A caregiver agreement is considered an employer/employee arrangement, where the recipient of the services is responsible for collecting, reporting and maintaining information on the employee, as well as paying withholding, social security, medicare and unemployment taxes. The payment to the caregiver is income for which taxes must be paid. Therefore, if the agreement is used in a family situation for purposes of preserving property, it likely would not be a welcome alternative in most cases.

CONCLUSION

It must be emphasized that the medicaid laws are still being interpreted, sometimes with conflicting results. In New York, we have 57 counties, plus New York City, and therefore have 58 local Departments of Social Services (Human Resources Agency in NYC) that sometimes interpret the nuances of planning techniques differently.
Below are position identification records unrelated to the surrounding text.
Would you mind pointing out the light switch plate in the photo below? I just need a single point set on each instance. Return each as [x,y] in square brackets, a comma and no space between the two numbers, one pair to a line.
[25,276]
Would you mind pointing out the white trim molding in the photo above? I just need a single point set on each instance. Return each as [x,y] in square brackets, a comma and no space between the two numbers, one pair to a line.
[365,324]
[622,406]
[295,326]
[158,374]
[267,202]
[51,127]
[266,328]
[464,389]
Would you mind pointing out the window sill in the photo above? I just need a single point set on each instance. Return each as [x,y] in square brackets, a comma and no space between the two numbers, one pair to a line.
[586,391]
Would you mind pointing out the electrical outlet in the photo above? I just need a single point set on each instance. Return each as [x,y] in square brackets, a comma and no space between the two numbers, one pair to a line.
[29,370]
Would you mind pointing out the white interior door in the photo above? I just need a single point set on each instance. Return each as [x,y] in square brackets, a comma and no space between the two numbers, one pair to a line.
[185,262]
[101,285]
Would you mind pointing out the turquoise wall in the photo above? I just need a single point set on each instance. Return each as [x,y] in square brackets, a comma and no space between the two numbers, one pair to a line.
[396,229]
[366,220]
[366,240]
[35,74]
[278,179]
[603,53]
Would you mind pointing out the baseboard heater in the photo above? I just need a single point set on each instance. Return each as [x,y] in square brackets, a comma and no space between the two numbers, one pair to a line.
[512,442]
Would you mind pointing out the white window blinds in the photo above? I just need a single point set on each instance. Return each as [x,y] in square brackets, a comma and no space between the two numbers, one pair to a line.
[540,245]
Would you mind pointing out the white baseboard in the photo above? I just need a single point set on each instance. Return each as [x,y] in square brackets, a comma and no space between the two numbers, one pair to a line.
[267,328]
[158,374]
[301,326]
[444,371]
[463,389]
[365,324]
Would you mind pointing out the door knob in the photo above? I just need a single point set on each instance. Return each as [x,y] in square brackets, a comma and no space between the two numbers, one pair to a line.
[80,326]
In some cases we therefore must proceed carefully, or understand the risks of denial and the possibility of having to appeal the local decisions to higher legal authorities. 

The circumstances of each case of course are different, not just in the amounts and types of property that someone owns, but also in his or her particular long-term care needs and his or her feelings about how best to pay for those needs. Above all else, in planning to meet those needs, the applicant must be satisfied that his or her desires are met with the best possible alternative. Despite the harsh changes imposed by the DRA, there remain several alternatives to help individuals plan to preserve assets while providing for their long term care.


The rules regarding nursing home medicaid eligibility are extremely complex. Since each particular case has its own unique facts, the reader is cautioned that the above summary can not be considered legal advice and should consult with an appropriate legal advisor. Please also note that the monetary figures stated herein are applicable to applications filed in 2017, and might vary in later years.